Em 2010, os senadores Cássio Cunha Lima (PSDB-PB), Jader Barbalho (PMDB-PA) e João Capiberibe (PSB-AP) foram barrados com base na Lei Ficha Limpa. Nas urnas, os três conquistaram votos suficientes para serem eleitos, mas não foram diplomados porque os registros das respectivas candidaturas haviam sido rejeitados. Eles tomaram posse no ano seguinte, graças a uma decisão do Supremo Tribunal Federal (STF) de que a legislação não poderia ter sido aplicada naquele pleito, uma vez que a norma foi criada menos de um ano antes da eleição. O artigo 16 da Constituição estabelece que as leis que alteram o processo eleitoral só têm validade um ano depois de entrar em vigor.
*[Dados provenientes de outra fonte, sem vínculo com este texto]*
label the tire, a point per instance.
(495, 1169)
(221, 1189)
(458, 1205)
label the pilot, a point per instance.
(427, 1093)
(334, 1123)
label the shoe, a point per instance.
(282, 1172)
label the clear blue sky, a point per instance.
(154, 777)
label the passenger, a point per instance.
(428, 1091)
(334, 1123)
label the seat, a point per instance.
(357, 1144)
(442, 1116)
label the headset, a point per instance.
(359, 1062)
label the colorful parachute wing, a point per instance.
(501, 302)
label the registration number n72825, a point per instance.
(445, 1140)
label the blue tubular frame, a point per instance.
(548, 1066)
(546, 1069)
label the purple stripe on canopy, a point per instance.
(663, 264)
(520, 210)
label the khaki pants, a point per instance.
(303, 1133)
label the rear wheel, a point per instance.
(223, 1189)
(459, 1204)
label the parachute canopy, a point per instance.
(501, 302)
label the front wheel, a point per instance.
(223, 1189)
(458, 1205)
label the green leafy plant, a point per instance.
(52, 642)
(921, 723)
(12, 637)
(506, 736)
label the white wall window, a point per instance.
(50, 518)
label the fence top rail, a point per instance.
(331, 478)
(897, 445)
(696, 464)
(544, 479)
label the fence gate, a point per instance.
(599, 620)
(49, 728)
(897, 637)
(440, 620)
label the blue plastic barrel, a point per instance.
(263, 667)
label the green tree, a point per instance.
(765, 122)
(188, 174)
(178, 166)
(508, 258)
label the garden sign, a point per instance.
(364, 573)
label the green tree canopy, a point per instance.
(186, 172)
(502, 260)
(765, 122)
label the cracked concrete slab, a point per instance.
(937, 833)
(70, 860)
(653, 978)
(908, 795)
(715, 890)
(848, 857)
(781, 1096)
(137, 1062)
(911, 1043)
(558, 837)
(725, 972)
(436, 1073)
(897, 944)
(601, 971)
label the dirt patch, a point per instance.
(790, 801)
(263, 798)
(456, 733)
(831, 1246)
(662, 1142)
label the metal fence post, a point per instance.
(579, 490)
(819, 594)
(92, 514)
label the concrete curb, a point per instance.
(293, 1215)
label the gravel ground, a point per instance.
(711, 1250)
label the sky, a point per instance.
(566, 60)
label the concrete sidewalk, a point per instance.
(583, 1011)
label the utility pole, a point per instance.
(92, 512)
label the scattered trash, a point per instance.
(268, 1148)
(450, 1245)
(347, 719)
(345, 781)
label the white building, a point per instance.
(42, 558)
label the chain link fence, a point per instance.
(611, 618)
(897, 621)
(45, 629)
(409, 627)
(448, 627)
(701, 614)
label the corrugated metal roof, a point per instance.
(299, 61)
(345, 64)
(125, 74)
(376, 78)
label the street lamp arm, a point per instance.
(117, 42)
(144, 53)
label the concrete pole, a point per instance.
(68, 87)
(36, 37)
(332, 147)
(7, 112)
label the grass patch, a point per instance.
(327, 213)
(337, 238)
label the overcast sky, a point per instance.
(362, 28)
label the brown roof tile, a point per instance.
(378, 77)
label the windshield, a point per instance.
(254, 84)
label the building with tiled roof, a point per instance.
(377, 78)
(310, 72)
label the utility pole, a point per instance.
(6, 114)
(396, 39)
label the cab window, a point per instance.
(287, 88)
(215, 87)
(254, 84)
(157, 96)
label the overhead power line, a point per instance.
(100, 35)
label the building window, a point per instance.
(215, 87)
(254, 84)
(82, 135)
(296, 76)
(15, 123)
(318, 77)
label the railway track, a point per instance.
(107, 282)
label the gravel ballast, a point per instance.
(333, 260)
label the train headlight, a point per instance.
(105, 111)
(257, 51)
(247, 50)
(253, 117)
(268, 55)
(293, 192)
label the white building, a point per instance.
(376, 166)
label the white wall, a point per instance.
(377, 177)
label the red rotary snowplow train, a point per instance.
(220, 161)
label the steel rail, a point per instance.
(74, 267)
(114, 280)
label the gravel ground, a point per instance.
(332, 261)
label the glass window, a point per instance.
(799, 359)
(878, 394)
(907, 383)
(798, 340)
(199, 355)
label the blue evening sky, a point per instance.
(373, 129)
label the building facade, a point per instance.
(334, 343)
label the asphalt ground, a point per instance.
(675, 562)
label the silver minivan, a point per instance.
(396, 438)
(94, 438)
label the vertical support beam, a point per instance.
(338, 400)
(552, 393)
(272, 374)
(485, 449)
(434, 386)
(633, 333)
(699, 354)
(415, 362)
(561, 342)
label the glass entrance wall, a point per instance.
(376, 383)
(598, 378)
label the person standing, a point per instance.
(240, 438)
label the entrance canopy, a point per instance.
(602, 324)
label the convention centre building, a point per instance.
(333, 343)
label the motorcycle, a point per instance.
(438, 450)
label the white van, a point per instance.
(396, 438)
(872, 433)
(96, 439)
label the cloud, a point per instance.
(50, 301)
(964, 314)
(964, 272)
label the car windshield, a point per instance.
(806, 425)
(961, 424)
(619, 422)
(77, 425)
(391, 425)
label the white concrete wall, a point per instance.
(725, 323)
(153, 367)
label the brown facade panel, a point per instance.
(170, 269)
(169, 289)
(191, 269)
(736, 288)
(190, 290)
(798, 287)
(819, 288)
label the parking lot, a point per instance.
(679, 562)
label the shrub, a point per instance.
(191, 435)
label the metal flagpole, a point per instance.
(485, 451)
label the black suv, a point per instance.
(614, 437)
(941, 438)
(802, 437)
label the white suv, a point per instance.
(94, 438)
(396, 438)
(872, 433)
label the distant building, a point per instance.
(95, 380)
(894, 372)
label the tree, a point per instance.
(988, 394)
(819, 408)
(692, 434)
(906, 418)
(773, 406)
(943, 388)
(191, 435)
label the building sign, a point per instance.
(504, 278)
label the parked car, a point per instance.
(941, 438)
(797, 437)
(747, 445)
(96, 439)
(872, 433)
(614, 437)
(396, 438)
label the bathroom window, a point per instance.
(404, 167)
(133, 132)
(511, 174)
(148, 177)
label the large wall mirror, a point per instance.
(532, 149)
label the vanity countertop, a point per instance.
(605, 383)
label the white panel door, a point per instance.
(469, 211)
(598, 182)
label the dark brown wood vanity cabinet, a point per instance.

Presidente do Tribunal Superior Eleitoral (TSE), o ministro do STF Marco Aurélio Mello observa que o Supremo nem sequer chegou a analisar se os políticos acima mencionados estavam ou não elegíveis. ?O Jader Barbalho, por exemplo, foi salvo pelo gongo, pelo artigo 16. Mas o tribunal não proclamou a inaplicabilidade da Lei Ficha Limpa. Proclamou apenas que ela não se aplica às eleições de 2010, mas, a rigor, ele está exercendo o mandato com a condição de inelegível, porque o Supremo concluiu que a lei se aplica a atos e a fatos pretéritos?, destacou o magistrado, lembrando que, em fevereiro de 2012, o STF declarou a constitucionalidade da lei.
Poucos aventureiros Márlon Reis considera que neste ano poucos vão se aventurar a desafiar a Justiça Eleitoral, pois, segundo ele, as chances de sucesso em um eventual recurso serão praticamente nulas. ?Nas eleições de 2014, a Lei Ficha Limpa vai atingir um grande número de pessoas. Os fichas-sujas que se candidatarem serão apenas aqueles que desafiam o sistema, o que é um desserviço que os partidos prestam ao eleitor e a si próprios. Mas esse número deve ser pequeno, pois a maior parte dos atingidos são aqueles que nem tentam (se candidatar)?, sintetizou o juiz, que atua na Comarca de Imperatriz, interior do Maranhão.
Ele observou que a Ficha Limpa foi ?plenamente aplicada? às eleições municipais de 2012, mas, na ocasião, ainda havia muitas dúvidas. As brechas em relação à lei embaralharam o jogo eleitoral e prejudicaram inúmeros municípios do país, que até hoje enfrentam mudanças na chefia do Executivo por conta de pendências de candidatos na Justiça Eleitoral. ?Há algumas semanas, foi tirado o mandato do prefeito de Barra do Garças (MT), em processo ainda relacionado à Lei Ficha Limpa. A culpa é dele próprio e do partido que indica o nome de um candidato inelegível?, afirmou. Reis se referiu a Roberto Ângelo Farias (PP), condenado pelo TSE por abuso de poder econômico e uso indevido dos meios de comunicação quando candidato a deputado federal nas eleições de 2010.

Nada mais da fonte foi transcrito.